Kinder Morgan Canada's Leverage Is Low...Very Low
The only problem is that after a recent strategic review, the only thing that has been decided beyond 2019 is that Kinder Morgan Canada should continue as a stand-alone entity. There's a lot of opportunity here, but not much clarity on what happens after this year. And while Kinder Morgan's 70% interest can be seen as a positive, it can also be seen as a negative, since it means the U.S. company controls Kinder Morgan Canada. For more venturesome investors this will probably look like a glass half-full, but conservative types should probably look elsewhere -- at least until there's more clarity about the future.
A giant with giant plans
TC Energy, which changed its name from TransCanada in May 2019, is very different from Kinder Morgan Canada. For starters, it has a market cap of roughly $45 billion, ranking it among the largest midstream entities in North America.
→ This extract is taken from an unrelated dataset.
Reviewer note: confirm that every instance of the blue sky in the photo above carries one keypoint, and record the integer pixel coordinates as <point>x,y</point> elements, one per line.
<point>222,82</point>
Second, it has pipeline assets that span North America (the company estimates that it delivers roughly 25% of the natural gas consumed in the region). It also has an energy business that owns pieces of 11 power plants.
There's two notable takeaways here. First, most of these businesses generate steady cash flows, so there's material support for the company's 4.6% dividend yield. Those flows also help to explain an impressive streak of 19 consecutive years with dividend increases (note that the dividend is paid in Canadian dollars, so the U.S. value of the dividend will vary with exchange rates). However, because of the scale of the operation today, it takes a lot to move the needle at TC Energy.
That said, the company has big plans. TC Energy intends to spend roughly $30 billion between 2019 and 2023. It believes that these projects will lead to EBITDA growth of about 9% a year (using 2015 as the base year). That in turn will provide the opportunity for dividend growth of between 8% and 10% annually. With a strong operating history behind it, there's little reason to doubt that TC Energy can live up to these promises. In fact, it's recently been putting up record results, driven by its massive capital spending program.
For investors who prefer a little more certainty in their lives, TC Energy will be a much better option than Kinder Morgan Canada, where a future game plan is still being written. That said, TC Energy's leverage is toward the high end of the midstream industry. This isn't a new development, it has always made more aggressive use of its balance sheet than its peers, but it is something to keep an eye on. Only the most conservative of investors should avoid TC Energy because of its leverage.
What are you looking for?
Most investors will probably be better off with TC Energy. It is a large, well-positioned midstream player with clearly defined growth plans. Add a long history of dividend increases backed by stable cash flows, and there's even more to like here. That said, for those crazy optimists out there, Kinder Morgan Canada's blank slate might be tempting. Just go in knowing that the company's fate is really controlled by U.S.-based Kinder Morgan, Inc. Yes, the future could hold huge opportunities, but what that means at this point is very uncertain.